New ICD-10 Lab Test Codes Increase Complexity

by | Posted: Feb 26, 2016 | Medical Coding

The need for medical coding outsourcing is increasingly being felt by all kinds of healthcare practices, because of the new ICD-10 codes that seem to add further complexity to the already tricky coding process.

The ICD’s 10th edition features many new codes and details that are necessary to explain patient visits and claim insurance. The new coding system for lab tests and procedures is what hospitals and physicians around the nation have been wracking their brains around. More healthcare providers are opting to utilize medical coding services to efficiently face the challenges involved in ICD-10 medical coding.

Coders More Prepared than Physicians

Experts point out that coding specialists have been given over a year to prepare for this change, and many practices would have already provided adequate education to their coders so they’ll know what to expect. For physicians, though, the change has been quite a steep learning curve that is continuing. Physicians therefore rely on coders. As a result, coders keep going back to physicians to ensure they have all the required information regarding the lab test or any procedure performed. While this may consume a bit more of the coders’ time, physicians must be educated on being more specific with the details they provide coders.

Experts believe the reason for the increased coding is to enable doctors and researchers to have a closer and detailed observation of the trends at medical practices all through the country or in a particular medical office. According to the Centers for Medicare and Medicaid Services (CMS), the first year of claims assessment would allow a level of flexibility in assessing claims.

The new coding has also resulted in the creation of new medical procedures, as happens each year. This adds to the extensiveness.

Now let us see what physicians can do to ensure more accurate coding.
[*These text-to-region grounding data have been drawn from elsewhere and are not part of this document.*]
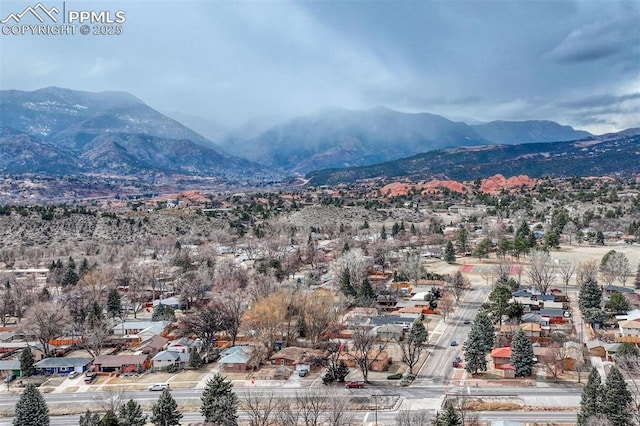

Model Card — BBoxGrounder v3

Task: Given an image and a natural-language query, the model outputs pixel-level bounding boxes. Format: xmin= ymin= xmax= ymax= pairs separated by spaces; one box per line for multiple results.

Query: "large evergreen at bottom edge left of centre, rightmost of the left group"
xmin=200 ymin=374 xmax=238 ymax=426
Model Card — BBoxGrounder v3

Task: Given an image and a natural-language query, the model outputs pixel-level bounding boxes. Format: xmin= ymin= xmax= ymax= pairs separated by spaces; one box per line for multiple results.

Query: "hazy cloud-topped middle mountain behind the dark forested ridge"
xmin=220 ymin=107 xmax=590 ymax=173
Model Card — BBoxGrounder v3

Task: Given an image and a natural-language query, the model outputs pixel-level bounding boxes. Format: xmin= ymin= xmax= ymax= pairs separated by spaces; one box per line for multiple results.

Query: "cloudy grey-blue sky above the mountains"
xmin=0 ymin=0 xmax=640 ymax=133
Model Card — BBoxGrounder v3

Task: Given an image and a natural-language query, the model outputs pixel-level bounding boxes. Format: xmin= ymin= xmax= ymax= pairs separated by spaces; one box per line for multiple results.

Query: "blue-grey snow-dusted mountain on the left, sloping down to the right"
xmin=0 ymin=87 xmax=274 ymax=178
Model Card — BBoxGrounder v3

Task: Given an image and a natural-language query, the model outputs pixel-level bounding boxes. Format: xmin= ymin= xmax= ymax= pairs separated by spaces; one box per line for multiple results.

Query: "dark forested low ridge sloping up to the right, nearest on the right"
xmin=306 ymin=128 xmax=640 ymax=185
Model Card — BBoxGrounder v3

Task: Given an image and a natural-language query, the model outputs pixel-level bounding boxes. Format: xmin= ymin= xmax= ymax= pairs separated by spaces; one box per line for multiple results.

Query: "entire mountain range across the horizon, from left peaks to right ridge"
xmin=0 ymin=87 xmax=640 ymax=184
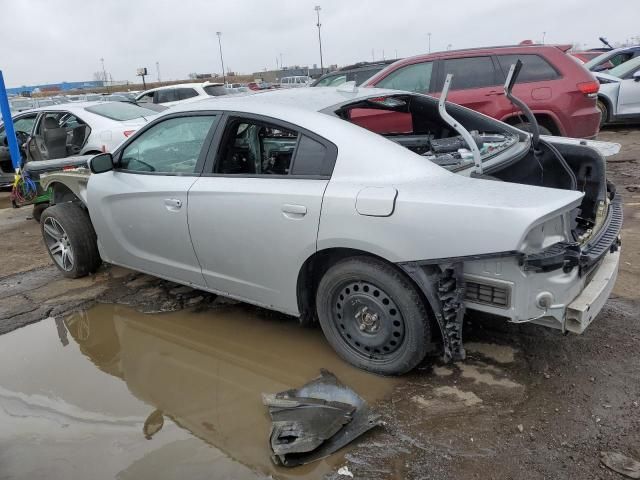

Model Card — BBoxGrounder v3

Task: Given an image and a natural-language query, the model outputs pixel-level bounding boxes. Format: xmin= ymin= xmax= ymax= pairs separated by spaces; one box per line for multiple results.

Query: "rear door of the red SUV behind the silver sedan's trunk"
xmin=436 ymin=55 xmax=513 ymax=119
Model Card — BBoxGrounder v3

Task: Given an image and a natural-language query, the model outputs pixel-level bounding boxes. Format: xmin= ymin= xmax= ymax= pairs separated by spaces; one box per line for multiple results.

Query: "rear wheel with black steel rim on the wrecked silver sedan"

Measures for More Accurate Coding

When it comes to efficiency in coding with the aim to avoid denied claims, it always helps to have some fail-proof mechanisms in place to deal with such changes or the increased complexity that comes with newly updated codes:

  • Ensure your code selections are specific but not more specific than what you documented because that would increase the chances of you having to pay money back on an audit. At this stage, as we mentioned before, doctors can benefit from the assistance of coders who would ensure the codes are exactly based on the precise diagnosis.
  • Make sure you don’t satisfy yourself with entrusting code selection entirely to your EHR. You need to check the selections made by your EHR against the actual documentation. This is very important.
  • You need to customize the coding aspects so that your encounter forms cover all aspects required for accurate coding.
  • Private payers may have different coding policies from Medicare. This is something you must research, such as a specific code they require for a specific procedure or where they wish specific modifiers to be added. The effort helps to avoid unpaid claims.

It does get tough to ensure accurate coding, but healthcare practices have no choice since the reimbursement for their services depends on it. When the going gets tough, medical coding outsourcing to a reliable medical billing and coding company could help if the cost of maintaining and training existing coders gets too resource-intensive.